The Australian Stumpy Tail Cattle Dog (ASTCD) or ‘stumpy’ was developed in Australia during the 19th Century as a drover’s or working dog. In particular, breed traits were selected to produce a dog with immense stamina, resilience and tenacity in order to deal with wild cattle, rugged terrain and vast distances. These dogs had to be biddable, but also had to make quick decisions on their own, with very large and dangerous mobs of wild cattle. Their job would also have been to protect the drover’s horse and belongings, and the drover himself if he was confronted by a rogue animal or worse. While there is no longer a need for a dog to drive large mobs such vast distances, it is useful to remember why the breed was developed.

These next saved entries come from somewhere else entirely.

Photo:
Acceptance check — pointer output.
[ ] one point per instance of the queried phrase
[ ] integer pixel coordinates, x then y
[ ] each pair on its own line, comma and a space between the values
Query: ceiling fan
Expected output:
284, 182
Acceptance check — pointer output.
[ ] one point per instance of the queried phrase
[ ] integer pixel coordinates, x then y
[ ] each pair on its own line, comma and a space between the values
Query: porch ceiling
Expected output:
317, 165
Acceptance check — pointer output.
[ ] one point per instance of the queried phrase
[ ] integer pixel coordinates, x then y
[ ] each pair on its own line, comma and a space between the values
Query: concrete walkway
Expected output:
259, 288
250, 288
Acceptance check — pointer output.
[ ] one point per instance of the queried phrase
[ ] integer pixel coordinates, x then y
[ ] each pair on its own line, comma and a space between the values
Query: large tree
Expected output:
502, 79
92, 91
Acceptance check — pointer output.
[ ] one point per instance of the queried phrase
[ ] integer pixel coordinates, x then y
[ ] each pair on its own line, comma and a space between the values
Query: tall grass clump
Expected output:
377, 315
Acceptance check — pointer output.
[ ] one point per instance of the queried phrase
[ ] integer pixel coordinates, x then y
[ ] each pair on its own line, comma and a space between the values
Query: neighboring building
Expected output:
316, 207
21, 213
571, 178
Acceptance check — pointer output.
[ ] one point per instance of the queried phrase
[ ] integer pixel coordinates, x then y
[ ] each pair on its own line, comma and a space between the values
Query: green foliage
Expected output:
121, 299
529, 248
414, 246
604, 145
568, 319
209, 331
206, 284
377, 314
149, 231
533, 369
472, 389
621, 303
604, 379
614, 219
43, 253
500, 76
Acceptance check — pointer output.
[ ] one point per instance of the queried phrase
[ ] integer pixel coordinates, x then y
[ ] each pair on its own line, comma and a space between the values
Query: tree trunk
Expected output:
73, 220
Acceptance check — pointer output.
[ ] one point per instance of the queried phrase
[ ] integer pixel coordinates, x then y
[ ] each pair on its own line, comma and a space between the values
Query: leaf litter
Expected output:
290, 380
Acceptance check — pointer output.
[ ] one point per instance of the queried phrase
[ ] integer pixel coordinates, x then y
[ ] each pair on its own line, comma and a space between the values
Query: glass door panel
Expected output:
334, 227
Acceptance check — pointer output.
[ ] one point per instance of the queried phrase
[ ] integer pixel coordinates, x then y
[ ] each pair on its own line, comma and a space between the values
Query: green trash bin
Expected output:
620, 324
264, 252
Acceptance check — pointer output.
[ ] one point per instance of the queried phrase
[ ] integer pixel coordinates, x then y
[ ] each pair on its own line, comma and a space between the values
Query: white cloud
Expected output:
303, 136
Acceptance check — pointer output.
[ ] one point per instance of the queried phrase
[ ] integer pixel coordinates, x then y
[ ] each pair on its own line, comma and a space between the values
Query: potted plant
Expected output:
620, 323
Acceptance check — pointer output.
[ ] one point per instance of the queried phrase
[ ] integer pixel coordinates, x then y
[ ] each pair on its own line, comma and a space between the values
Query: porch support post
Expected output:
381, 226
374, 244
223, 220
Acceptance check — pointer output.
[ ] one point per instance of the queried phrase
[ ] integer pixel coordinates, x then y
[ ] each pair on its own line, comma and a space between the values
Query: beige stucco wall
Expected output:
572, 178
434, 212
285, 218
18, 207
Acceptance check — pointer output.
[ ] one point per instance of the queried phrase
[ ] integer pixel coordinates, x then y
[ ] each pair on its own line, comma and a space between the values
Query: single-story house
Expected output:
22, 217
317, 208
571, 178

So what is the Stumpy’s place in the 21st Century? After some years of uncertainty in the 1980s when the breed was on the verge of extinction, a redevelopment scheme spanning two decades has ensured its survival. The redevelopment scheme closed in 2007 with the establishment of a viable gene pool over the preceding twenty years, making the infusion of graded (unregistered) dogs no longer necessary.
The breed now has a place in the pure bred dog world across all disciplines, including show, obedience, agility, herding and endurance. It is of course still a highly respected working dog and much loved by pet owners as an active, intelligent companion.